ET toi, belle Rézia, le sommeil fuit aussi loin de ta couche. Au milieu des rochers et des écueils sans nombre dont il te semble être environnée, tu ne vois qu'avec effroi les premiers rayons de l'aurore. Tu n'envisages qu'avec horreur ce jour où l'hymen va t'appeler à l'autel.

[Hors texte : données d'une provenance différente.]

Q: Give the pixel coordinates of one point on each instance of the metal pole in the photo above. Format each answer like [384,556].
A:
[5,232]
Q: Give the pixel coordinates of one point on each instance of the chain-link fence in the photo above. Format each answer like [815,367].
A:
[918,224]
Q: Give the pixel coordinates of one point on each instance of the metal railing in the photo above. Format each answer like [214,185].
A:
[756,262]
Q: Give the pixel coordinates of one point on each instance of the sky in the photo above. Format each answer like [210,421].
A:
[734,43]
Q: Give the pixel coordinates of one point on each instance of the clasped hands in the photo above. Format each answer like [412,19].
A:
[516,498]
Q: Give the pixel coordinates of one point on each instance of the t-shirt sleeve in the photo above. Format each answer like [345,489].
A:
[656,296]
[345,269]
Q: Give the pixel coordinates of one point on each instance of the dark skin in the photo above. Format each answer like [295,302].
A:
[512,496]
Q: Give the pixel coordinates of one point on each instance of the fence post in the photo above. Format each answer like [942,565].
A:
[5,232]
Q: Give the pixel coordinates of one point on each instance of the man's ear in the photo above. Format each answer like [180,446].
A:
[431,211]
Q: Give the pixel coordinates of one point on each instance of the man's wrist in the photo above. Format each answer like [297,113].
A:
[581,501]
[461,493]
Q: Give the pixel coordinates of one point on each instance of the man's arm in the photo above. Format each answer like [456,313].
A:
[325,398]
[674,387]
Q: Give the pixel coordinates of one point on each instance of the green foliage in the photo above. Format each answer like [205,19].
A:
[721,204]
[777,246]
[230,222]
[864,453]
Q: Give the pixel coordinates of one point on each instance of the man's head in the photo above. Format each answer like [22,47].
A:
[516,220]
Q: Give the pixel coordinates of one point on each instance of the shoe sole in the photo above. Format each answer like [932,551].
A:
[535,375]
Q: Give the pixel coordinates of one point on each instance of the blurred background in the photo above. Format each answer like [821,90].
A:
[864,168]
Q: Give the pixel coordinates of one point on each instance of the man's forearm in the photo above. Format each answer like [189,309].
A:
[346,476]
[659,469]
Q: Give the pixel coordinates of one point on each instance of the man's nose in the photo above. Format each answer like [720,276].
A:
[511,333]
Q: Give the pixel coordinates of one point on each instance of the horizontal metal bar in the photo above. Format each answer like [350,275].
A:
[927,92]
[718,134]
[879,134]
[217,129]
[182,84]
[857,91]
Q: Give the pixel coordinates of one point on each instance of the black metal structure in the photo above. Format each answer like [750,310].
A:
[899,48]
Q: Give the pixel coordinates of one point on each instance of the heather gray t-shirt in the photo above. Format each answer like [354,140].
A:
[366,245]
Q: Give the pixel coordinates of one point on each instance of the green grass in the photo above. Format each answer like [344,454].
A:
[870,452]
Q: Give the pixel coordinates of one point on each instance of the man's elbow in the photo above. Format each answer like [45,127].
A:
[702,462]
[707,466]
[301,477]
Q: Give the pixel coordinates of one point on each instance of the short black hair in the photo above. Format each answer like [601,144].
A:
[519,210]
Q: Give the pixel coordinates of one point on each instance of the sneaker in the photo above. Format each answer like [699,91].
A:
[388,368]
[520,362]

Elle s'agite longtemps dans son lit ; elle soupire. Ce tourment intérieur engourdit enfin ses sens ; sa tête se penche sur son sein ; elle s'assoupit ; et pour soutenir son courage, Obéron offre à son imagination un nouveau songe. Par un beau clair de lune, elle croit être assise sous un bosquet dans les jardins du harem ; elle y est plongée dans une rêverie amoureuse ; une douce mélancolie, un désir à la fois inquiet et agréable soulève son sein ; ses yeux se remplissent de larmes, son jeune amant l'occupe, mais hélas ! sans espoir. Poussée par son trouble, elle se lève, elle parcourt à pas précipités et d'un regard curieux, les allées et les parterres ; hors d'haleine, elle entre dans tous les bosquets, dans toutes les grottes ; ses regards tour à tour tendres et farouches, semblent chercher dans tous les objets l'image qu'elle adore. Souvent elle s'arrête, son cœur bat, elle observe, elle écoute, mais hélas ! ce n'est qu'une ombre déplacée par le vent, une feuille chassée par le zéphyr. Enfin, dans un endroit mieux éclairé par l'astre de la nuit, elle croit… ô félicité !… n'est-ce point encore une ombre qui trompe ses yeux qui ne demandent qu'à être trompés ?… elle croit voir celui qu'elle cherche ; elle le voit, elle en est vue ; ses regards brûlants rencontrent ses regards. Ivre de joie, elle vole à lui, puis s'arrête incertaine ; l'amour veut l'entraîner, la pudeur la retient ; il s'élance les bras ouverts, elle veut fuir et ne le peut ; cependant, elle parvient, non sans peine, à se cacher derrière un arbre, et c'est au milieu de cette douce inquiétude que se dissipe ce beau rêve. Oh ! que n'est-il en son pouvoir de le rappeler ! elle s'irrite et contre elle-même et contre cet arbre odieux ; elle fait de vains efforts pour se rendormir ; car ce n'est que dans l'ombre de la nuit qu'une ombre peut lui plaire.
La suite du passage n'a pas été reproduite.